漸くゴールドマインに辿り着くも、彼はゾルディス宮廷魔術師アリエスの手によって石像と成り果てていた。
石化魔法は今では術者が存在しない古代魔法だ。アリエスは禁呪のスクロールを使用して魔法を発動させたのだ。
命を奪わず、尚且つ邪魔をされないように足止めをするには石化魔法のスクロールしか思い付かなかった、と。
アリエス本人は自嘲気味にそう呟いていた。軽薄な言動とは裏腹に、アリエスは意外にも情に厚い部分がある。
だがいくら命を奪っていないといえども、石像のままでは死んでいるのと何ら変わりがない。
そんな絶望しかけていたティエル達に手を差し伸べてくれたのは、神秘的な雰囲気を持った黒髪のロイアである。
ユークリンド大森林の奥深く。人間達との交流を完全に断ち、ひっそりと隠れ住むエルフの里があるのだという。
その隠れ里の長老は、石化や麻痺などの状態異常を解呪することができるディスペルの術者だと彼女は言った。
石化魔法と同じくディスペルも失われた古代魔法の一つだったが、滅んだはずの術者が存在しているというのだ。
これ以上にない吉報である。勿論エルフの隠れ里に辿り着いたとしても、長老が力を貸してくれるとは限らない。
人を嫌うエルフ達の里なのだ。最悪殺される可能性もある。それなりの覚悟を持って行かねばならない。
ゴールドマインの入口近くの酒場に立て籠もっていた男は、ティエル達が戻ってくる頃には既に息絶えていた。
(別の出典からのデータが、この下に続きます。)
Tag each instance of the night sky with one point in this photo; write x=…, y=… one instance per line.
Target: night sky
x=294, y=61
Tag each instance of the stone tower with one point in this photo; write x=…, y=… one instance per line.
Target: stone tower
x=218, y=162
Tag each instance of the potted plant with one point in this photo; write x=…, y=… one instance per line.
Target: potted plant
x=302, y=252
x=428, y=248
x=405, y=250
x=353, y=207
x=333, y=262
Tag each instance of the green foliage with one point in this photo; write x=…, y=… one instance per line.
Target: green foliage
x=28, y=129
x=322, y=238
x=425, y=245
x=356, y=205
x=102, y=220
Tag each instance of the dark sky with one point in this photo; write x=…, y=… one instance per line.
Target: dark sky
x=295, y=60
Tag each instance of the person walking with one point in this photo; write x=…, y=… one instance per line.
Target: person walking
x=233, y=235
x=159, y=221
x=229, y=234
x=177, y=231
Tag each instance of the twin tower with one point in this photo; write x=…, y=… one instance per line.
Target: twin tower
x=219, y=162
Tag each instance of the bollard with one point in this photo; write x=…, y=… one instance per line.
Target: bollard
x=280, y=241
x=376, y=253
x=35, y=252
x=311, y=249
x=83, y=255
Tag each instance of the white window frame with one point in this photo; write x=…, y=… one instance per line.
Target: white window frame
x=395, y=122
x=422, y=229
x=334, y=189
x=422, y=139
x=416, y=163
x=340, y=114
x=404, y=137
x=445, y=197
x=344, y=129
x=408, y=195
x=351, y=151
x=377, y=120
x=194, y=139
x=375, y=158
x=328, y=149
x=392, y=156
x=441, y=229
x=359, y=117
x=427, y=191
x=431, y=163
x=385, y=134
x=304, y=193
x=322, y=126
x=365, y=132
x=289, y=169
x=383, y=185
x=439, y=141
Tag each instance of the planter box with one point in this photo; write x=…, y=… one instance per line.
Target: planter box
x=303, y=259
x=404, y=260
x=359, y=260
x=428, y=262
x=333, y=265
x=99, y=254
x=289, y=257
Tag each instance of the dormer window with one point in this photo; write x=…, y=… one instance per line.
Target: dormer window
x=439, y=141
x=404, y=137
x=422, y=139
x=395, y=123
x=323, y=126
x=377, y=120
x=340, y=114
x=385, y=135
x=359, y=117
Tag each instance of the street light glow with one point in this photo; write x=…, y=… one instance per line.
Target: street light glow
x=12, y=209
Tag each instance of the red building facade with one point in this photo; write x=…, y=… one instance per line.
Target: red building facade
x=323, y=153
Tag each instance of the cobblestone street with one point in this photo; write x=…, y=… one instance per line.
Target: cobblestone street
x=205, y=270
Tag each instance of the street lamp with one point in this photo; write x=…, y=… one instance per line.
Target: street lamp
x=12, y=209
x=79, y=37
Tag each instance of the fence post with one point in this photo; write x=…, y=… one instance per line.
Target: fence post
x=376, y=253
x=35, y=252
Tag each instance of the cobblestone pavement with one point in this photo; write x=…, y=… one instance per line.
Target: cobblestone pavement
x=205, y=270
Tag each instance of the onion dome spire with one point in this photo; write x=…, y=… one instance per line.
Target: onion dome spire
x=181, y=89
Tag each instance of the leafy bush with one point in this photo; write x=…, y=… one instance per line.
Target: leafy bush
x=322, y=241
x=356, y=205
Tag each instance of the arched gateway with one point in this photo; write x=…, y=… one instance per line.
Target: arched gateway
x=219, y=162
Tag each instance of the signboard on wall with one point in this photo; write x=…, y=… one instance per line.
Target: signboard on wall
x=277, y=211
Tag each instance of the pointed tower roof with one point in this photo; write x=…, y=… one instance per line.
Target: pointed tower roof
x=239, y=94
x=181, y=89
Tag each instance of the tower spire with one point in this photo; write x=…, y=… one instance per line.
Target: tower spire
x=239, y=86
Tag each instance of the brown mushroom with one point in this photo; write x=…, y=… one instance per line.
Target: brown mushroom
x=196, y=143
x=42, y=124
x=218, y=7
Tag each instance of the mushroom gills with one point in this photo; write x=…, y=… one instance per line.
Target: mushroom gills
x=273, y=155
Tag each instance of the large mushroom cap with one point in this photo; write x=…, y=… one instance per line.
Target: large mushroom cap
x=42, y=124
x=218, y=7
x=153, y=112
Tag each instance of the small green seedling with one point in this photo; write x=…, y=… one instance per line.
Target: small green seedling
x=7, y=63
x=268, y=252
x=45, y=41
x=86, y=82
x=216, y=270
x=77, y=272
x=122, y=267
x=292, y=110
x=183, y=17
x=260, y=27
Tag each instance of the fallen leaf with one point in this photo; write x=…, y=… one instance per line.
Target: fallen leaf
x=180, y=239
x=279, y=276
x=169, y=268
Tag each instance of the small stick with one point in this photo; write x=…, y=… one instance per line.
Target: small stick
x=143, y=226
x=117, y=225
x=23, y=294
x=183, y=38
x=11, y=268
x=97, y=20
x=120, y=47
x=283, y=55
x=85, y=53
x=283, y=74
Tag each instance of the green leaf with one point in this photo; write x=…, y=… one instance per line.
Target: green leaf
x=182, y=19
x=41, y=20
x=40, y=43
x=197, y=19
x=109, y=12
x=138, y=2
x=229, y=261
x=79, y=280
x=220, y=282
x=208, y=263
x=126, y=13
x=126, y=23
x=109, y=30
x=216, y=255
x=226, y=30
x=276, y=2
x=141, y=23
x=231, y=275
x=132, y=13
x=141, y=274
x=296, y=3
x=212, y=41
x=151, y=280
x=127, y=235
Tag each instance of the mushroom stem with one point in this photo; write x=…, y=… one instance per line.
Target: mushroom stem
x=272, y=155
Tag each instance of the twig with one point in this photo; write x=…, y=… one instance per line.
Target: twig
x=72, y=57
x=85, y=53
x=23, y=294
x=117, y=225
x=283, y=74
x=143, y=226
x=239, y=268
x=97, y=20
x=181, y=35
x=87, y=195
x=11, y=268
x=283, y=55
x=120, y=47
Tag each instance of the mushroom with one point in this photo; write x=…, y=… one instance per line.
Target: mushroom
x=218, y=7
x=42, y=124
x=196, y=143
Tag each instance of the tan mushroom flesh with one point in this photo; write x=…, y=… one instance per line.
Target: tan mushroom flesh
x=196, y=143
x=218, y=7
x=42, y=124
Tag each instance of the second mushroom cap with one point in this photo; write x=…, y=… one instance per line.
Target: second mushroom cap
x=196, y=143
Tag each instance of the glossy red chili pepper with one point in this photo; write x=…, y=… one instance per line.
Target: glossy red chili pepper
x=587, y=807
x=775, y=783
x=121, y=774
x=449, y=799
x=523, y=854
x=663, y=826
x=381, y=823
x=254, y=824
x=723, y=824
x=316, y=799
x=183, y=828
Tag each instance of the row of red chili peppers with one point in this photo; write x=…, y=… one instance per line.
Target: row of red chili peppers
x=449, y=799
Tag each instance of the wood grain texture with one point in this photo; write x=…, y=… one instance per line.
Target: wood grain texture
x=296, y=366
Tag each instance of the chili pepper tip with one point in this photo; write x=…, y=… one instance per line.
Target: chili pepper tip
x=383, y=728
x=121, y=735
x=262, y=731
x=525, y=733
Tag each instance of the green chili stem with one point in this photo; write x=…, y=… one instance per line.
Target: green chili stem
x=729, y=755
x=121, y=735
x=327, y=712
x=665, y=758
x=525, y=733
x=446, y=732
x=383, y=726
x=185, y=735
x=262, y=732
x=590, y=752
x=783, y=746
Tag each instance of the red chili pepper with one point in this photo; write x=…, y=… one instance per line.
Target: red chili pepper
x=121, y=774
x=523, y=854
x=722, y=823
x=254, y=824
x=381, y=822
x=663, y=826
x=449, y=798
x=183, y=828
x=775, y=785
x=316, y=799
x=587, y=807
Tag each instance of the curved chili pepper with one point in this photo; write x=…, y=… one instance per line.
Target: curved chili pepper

酒場で出会った時からアンデッドに食われ千切れた足からじわじわと腐食が始まっており、手遅れだったのだ。
「……ねえジハード」
「なんだい?」
「思ったんだけどさ。ユークリンド大森林って、すごーくすごーく広い森なんだよね」
「そりゃあ大森林っていうくらいだから広い森なんだろ」
「森に入ってから言うのもなんだけど……こんなに広い大森林の中で、どうやってエルフの隠れ里を探すの?」
ゴールドマインよりも僅か東。ここはユークリンド大森林と呼ばれる森である。
メドフォードも四方を森に囲まれているが、森といっても人間の顔にそれぞれ違いがあるように様々な森がある。
それは目に見える違いもあれば目に見えない感覚的なもの、森全体に漂う空気や木々の違いなどが挙げられる。
天まで届くかのような齢を重ねた大木があちこちに立ち並び、昼間でも森の中を薄暗くさせていた。
しかし、これだけ薄暗くとも全く陰鬱な雰囲気を感じられないのは何故なのだろう。むしろ神秘的ですらあった。
太い木の根が幾重にも絡み合い、地面に凹凸を作り上げている。付着しているコケは光ゴケではないようだ。
時折響き渡る鳥の声。近くに小川でもあるのだろうか、水のせせらぎのような涼やかな音も微かに聞こえてくる。
まるで別世界に迷い込んでしまったかのようだ。こんな場所に本当にエルフの隠れ里が存在するのだろうか。
ユークリンド大森林に足を踏み入れてから早くも二日が過ぎた。ティエルは野宿は苦ではなく、むしろ大好きだ。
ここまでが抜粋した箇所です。